What can we learn about cats and life and souls from Development software?
As it turns out, a lot.
Longtime readers of this blog will know that most of my time at Tabby’s Place is spent raisin’ funds and thankin’ the people who keep our lights on and our cats fed. Felis Catus is surely my happy place, where you kindly indulge my mad musings, but much of my day is spent crafting appeals and mucking around in spreadsheets and asking you for dollars like a Development Director is supposed to do. (OK, actually that stuff makes me happy, too.)
Recently, my Development duties sent me to the furthest reaches of our Development database, where you’ll find the names of folks who have never actually donated to Tabby’s Place. Somehow or another, they’ve ended up in our files; somehow or another, they’ve managed to resist our cats’ charms and my sparkling appeal letters.
I promise this is going somewhere.
Eventually, such people must be deleted. I know; this sounds harsh. But if you have received four years of beautiful letters about Tabby’s Place, delighted in our cats on alllllllllll the social media, and still never given, at some point we graciously accept that you were never ours in the first place…and we let you go.
Which means I delete you from the database.
Unless, that is, the database says “no.” Here’s what happens. One account can be connected to another by a “Relationship.” So if your Aunt Gladys donated to Tabby’s Place for your birthday in 2004, you’d be in our files and tied to Gladys. If I went to delete you, I’d get a message along these lines:
“You cannot delete this account, because it has a Relationship.”
Now, of course I can delete the Relationship tie and then nuke you. But I must confess; doing so feels all kinds of icky, every time.
And, of course, it all made me contemplate cats, and us.
The cats we take at Tabby’s Place are, not to put too fine a point on it, generally the most likely to be deleted at other shelters. Whether due to age, medical condition, peppery personality or just the cruelties of fate, they are first in line to be X’d out.
But something leaps in and stops the giant eraser. Someone connects with someone who connects with the cat who connects with us, and through a web of relationships — maybe whisper-thin, but real — the cat is suddenly known. You cannot delete this account, because it has a Relationship.

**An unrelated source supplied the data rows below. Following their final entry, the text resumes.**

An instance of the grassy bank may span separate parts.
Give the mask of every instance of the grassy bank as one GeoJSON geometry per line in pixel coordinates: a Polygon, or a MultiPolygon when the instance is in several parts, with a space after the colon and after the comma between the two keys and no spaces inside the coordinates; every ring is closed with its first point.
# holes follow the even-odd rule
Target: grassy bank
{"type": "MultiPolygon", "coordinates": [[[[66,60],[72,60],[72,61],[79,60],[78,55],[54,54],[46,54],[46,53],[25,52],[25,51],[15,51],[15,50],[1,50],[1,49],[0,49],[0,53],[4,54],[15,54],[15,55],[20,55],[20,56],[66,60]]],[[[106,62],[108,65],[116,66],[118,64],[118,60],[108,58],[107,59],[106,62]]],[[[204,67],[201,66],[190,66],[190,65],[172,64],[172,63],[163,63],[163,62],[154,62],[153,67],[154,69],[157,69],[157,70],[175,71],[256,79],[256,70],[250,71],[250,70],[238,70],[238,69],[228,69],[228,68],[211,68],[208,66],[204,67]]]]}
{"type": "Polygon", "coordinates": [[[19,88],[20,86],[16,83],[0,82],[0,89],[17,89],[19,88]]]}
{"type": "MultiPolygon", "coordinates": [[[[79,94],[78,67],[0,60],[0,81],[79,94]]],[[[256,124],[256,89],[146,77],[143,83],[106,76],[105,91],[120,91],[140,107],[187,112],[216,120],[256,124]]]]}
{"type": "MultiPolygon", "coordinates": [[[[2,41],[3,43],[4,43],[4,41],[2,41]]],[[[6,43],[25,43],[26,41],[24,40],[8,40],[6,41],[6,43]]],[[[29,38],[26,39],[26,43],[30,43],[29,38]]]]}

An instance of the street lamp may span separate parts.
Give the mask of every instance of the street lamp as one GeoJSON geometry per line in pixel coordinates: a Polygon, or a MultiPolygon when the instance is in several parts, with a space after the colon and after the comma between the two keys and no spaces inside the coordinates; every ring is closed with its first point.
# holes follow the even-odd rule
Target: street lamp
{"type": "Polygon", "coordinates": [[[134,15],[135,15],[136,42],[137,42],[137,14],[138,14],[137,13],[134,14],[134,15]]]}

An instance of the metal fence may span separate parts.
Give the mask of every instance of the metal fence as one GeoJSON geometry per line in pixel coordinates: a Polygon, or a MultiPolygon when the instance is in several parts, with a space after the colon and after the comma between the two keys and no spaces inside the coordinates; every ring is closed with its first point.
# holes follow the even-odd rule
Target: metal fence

These just-born bonds bring a cat to Tabby’s Place, and then it’s just one big sloppy relationshipalooza. Even the nastiest snarler finds someone or five who will adore him; even the sickliest wisp finds a multitude of cheerleaders and champions. Every last one is loved as though she was the only one; every wandering star is wrapped up in Relationship; every island becomes a cherished resident of our Island of Misfit Toys.
Alone is over.
You’re utterly undeletable.
You cannot delete this account, because it has a Relationship.
Note that, although we have many cats who excel in love and grace and beauty and impressiveness of all kinds, this is not what saves them — not even a little. They are not loved because they are lovable; they are lovable because they are irrevocably loved.
Whatever they do.
Whatever they don’t do.
They are enfolded in a Relationship that kills every threat of being tossed aside, and gives life to every dream of being forever held. There is nothing left to prove; there is no danger of deletion; the big eraser is no longer dangling above.
And sometimes, on ordinary days, the cats remind us: we’re exactly the same.
Someone, somewhere, loves us.
We cannot be removed, deleted, nuked or neglected in the final account.
Not Nina, who weebles and wobbles and does fall down.
Not Wilbur, who gnashes his teeth and gnashes our nerves and loves with all his deranged might.
Not Alfred, who returns our love with horrified side-eye and shrieks from the underworld.
Not Anka, or Bronn, or Patty, or Rose, or Alice, or you, or me.
Not at our most maddening or our most gladdening.
Even if we don’t feel it, even if we don’t give a fig about it, we are safe in a Love that will not let us go. And so we are spurred on to give the same to all accounts, worthy or otherwise. None of us is worthy; all of us are worthwhile; you cannot delete this account, because it has a Relationship.
Feel the depth of your connections today, kittens, and remember that it’s your bonds that save you — not from my “delete” key (wouldja donate already?), but from the isolation that can never touch your depths.